Une fois, quelques jours
avant Pessa’h, le responsable
de la communauté vint le trouver
et lui dit :
– Notre maître, cette année
est une année de disette, tout
est très cher, et les habitants
de la ville n’ont pas de quoi
préparer la fête de Pessa’h.
– S’il en est ainsi, dit
Rabbi Chemouël, convoquons les
dayanim et autorisons les kitniot
pour ce Pessa’h.
– Notre maître, dit le responsable,
soyez béni, je me faisais du
souci pour les soldats. Maintenant
cela va mieux. Eux aussi, les
soldats, mangeront des kitniot.
– Des soldats juifs ? se
fâcha Rabbi Chemouël. Dans notre
ville, cela ne sera pas. Moi
et vous et tous les habitants
de la ville nous mangerons des
kitniot ce Pessa’h. Mais nous
devons nourrir les soldats juifs
de nourritures propres à Pessa’h
et de délices pour la fête comme
chaque année.
Mais sa plus belle activité
fut son travail en faveur du
yéchouv d’Erets-Israël.

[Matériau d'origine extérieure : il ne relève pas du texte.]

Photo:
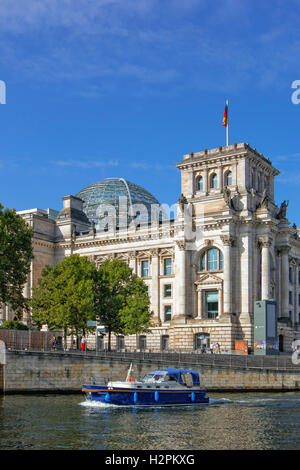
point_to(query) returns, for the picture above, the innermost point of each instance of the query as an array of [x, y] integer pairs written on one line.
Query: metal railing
[[41, 342]]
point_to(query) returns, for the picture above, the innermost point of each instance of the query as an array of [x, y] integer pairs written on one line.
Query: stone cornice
[[226, 154]]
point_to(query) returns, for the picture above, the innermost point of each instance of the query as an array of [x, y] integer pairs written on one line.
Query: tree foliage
[[74, 292], [15, 257], [13, 325], [124, 306], [64, 298]]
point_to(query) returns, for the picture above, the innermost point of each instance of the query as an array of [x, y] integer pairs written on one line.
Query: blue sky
[[102, 88]]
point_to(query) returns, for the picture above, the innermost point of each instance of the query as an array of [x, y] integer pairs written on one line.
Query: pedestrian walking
[[83, 344]]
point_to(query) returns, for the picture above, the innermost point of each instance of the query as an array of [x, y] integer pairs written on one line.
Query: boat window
[[154, 378], [187, 379]]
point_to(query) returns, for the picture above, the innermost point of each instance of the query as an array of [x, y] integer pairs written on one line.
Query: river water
[[232, 421]]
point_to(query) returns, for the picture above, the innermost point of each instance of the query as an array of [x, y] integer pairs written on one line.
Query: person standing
[[83, 343]]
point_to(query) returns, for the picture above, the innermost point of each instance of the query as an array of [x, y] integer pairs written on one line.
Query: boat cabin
[[189, 378]]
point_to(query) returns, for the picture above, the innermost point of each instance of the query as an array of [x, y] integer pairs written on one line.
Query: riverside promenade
[[33, 371]]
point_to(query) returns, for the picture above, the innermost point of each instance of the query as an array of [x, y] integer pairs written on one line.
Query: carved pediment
[[209, 279]]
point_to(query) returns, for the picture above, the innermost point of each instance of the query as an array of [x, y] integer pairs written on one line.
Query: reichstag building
[[226, 246]]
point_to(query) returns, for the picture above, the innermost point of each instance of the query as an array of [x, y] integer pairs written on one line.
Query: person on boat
[[53, 342]]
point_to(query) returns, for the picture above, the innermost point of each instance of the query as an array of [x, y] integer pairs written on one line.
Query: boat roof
[[177, 373]]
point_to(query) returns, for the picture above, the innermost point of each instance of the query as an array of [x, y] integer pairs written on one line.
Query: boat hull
[[144, 397]]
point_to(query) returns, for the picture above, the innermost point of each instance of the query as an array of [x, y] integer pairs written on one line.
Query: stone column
[[284, 251], [265, 268], [220, 178], [227, 286], [179, 304], [132, 261], [206, 182], [155, 288]]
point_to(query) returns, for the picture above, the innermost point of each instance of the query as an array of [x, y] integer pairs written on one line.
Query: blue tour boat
[[161, 387]]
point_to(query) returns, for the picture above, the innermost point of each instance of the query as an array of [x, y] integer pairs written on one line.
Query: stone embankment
[[49, 372]]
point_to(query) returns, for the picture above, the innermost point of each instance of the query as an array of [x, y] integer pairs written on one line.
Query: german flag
[[225, 117]]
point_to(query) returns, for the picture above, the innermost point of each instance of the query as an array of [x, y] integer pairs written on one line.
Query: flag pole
[[227, 133]]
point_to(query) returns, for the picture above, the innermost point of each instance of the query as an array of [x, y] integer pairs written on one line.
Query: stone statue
[[227, 198], [264, 199], [93, 228], [182, 201], [282, 211]]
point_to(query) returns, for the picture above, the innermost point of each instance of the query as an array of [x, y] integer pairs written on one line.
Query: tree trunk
[[109, 341]]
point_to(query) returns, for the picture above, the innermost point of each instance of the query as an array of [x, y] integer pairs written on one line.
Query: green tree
[[64, 298], [13, 325], [15, 257], [121, 301]]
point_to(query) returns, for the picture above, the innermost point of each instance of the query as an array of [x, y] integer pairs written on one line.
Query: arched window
[[228, 178], [199, 183], [213, 181], [211, 260]]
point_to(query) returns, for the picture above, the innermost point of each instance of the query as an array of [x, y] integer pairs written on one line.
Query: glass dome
[[113, 192]]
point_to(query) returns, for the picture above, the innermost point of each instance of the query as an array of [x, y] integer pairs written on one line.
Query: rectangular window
[[211, 304], [165, 342], [167, 290], [120, 342], [212, 259], [167, 312], [167, 266], [142, 342], [145, 268]]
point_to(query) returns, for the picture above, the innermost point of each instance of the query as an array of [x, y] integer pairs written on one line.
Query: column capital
[[227, 240], [180, 244], [265, 241], [284, 249]]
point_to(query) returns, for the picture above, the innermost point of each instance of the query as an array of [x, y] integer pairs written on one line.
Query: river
[[232, 421]]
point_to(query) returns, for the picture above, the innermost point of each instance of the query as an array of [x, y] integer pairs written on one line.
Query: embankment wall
[[35, 372]]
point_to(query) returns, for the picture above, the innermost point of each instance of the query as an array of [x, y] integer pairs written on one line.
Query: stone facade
[[229, 246]]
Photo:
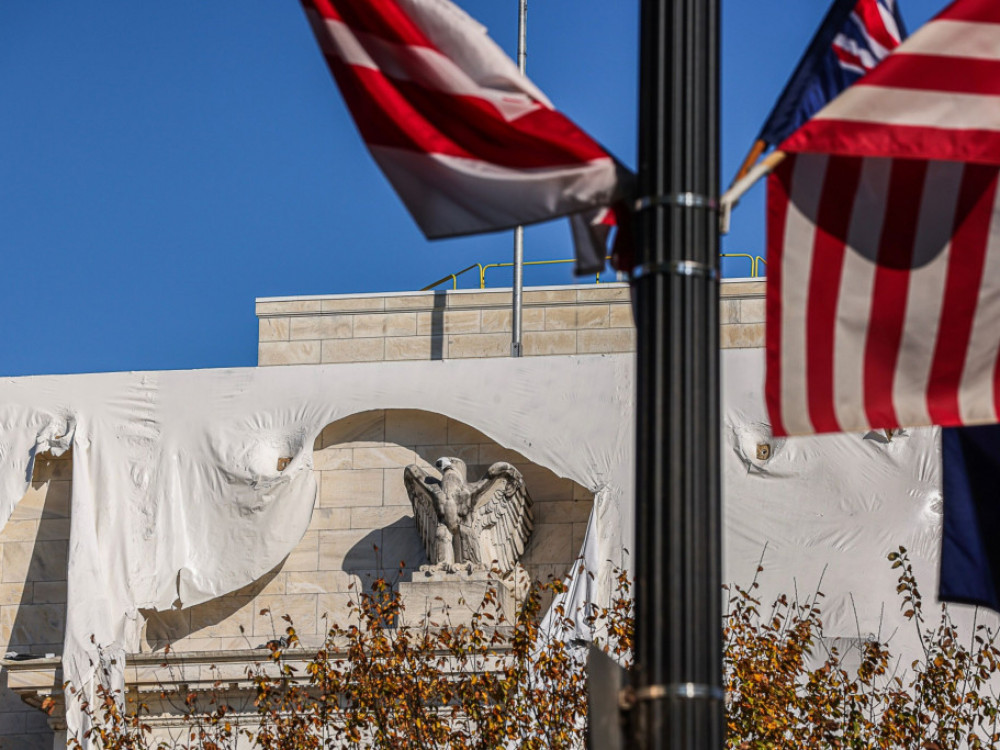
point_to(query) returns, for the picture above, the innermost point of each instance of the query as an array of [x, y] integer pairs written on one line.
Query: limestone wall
[[584, 319], [362, 525], [33, 549]]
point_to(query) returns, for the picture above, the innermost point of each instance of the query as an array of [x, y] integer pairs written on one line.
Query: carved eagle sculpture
[[471, 526]]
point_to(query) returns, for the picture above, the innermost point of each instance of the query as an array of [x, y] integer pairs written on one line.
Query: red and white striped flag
[[883, 298], [467, 141]]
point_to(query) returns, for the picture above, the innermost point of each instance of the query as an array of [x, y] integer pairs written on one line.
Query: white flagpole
[[515, 318]]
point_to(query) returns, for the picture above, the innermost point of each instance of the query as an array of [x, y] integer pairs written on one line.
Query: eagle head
[[445, 465]]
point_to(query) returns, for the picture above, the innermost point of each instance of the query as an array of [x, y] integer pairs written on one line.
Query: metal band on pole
[[677, 682], [516, 346]]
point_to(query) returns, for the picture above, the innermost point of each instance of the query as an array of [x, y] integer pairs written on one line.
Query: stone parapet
[[464, 324]]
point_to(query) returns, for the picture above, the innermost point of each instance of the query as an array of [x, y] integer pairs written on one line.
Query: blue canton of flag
[[854, 37]]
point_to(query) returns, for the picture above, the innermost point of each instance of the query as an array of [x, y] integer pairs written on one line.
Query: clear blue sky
[[163, 164]]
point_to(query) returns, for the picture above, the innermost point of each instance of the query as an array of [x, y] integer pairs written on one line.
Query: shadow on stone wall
[[168, 627]]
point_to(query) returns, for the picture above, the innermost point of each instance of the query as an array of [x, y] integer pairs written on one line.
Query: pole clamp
[[686, 200], [677, 267], [630, 697]]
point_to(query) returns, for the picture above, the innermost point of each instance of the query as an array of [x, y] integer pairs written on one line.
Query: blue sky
[[163, 164]]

En 5635
(1875), le judaïsme de Russie
fêta le quatre-vingt dixième
anniversaire du ministre Moïse
Montefiori, et dans toutes les
villes on ramassa de l’argent
pour un fonds appelé « Mazkéret
Moché » (« en souvenir de Moïse »)
destiné à établir de nouveaux
villages en Erets-Israël. Rabbi
Chemouël s’investit de toutes
ses forces dans ce travail et
ramassa beaucoup d’argent. A
partir de là, l’idée de l’installation
en Erets-Israël devint la mission
de sa vie.
Il se rendit dans d’innombrables
endroits, et partout il parlait
de la mitsvah de peupler Erets-Israël.
A Paris il fut introduit au
baron Edmond (Binyamin) de Rothschild
et le poussa à se consacrer
à construire Erets-Israël détruite
et déserte. Le baron de Rothschild
aida effectivement beaucoup
les juifs qui étaient déjà installés
en Erets-Israël. Il acheta aux
Arabes de grandes étendues de
terrain et y installa de nombreux
juifs. Au cours du temps, il
finit par être connu sous le
nom de « célèbre mécène ».
En Iyar 5650 (1890), Rabbi
Chemouël partit visiter Erets-Israël.
Malgré son âge et sa santé chancelante,
il était à la tête de la première
caravane des « amants de Sion »
en route pour notre Terre Sainte.
Le 1er Sivan, ils atteignirent
le port de Jaffa. Quand le Rav
arriva à Jérusalem, il fut accueilli
avec de grands honneurs par
toutes les communautés. Le Chabath,
il donna un cours, selon la
demande de Rav Chemouël Salant,
à « ‘Hourba » (la grande synagogue
de la vieille ville). Après
avoir visité diverses institutions
à Jérusalem, il partir vers
les nouvelles implantations,
sans en oublier presque aucune.
Il s’intéressait particulièrement
à la construction de Peta’h
Tikva, la plus ancienne agglomération,
qui avait été établie par des
benei Torah craignant Dieu.
A Yahoud, proche de Peta’h Tikva,
il rencontra son ami de toujours,
le gaon Rabbi Mordekhaï Guimpel
Yaffé, Rav de Rojinoï. Il le
vit alors qu’il se promenait
avec ses élèves dans les champs
d’oliviers de Yahoud, pour respirer
l’air pur et profiter de la
beauté de la nature de notre
saint pays. A ce spectacle,
il s’écria : « Quiconque veut
avoir une idée du monde à venir
n’a qu’à aller à Yahoud, et
il y verra l’univers de Rabbi
Mordekhaï Guimpel, où il n’y
a ni jalousie ni haine et où
les tsaddikim sont installés
pour jouir de l’éclat de la
Chekhinah. »
Au retour de son voyage,
il poussa les riches à se hâter
d’acheter du terrain en Terre
sainte, et à en acquérir le
plus possible.
C’est ainsi que le gaon Rabbi
Chemouël servit son peuple et
son pays jusqu’aux derniers
instants de sa vie. Il mourut
le 13 Sivan 5658 (1898). Son
nom figurera à jamais parmi
ceux des bâtisseurs d’Erets-Israël,
ce qui est l’une des plus grandes
mitsvoth de notre Torah.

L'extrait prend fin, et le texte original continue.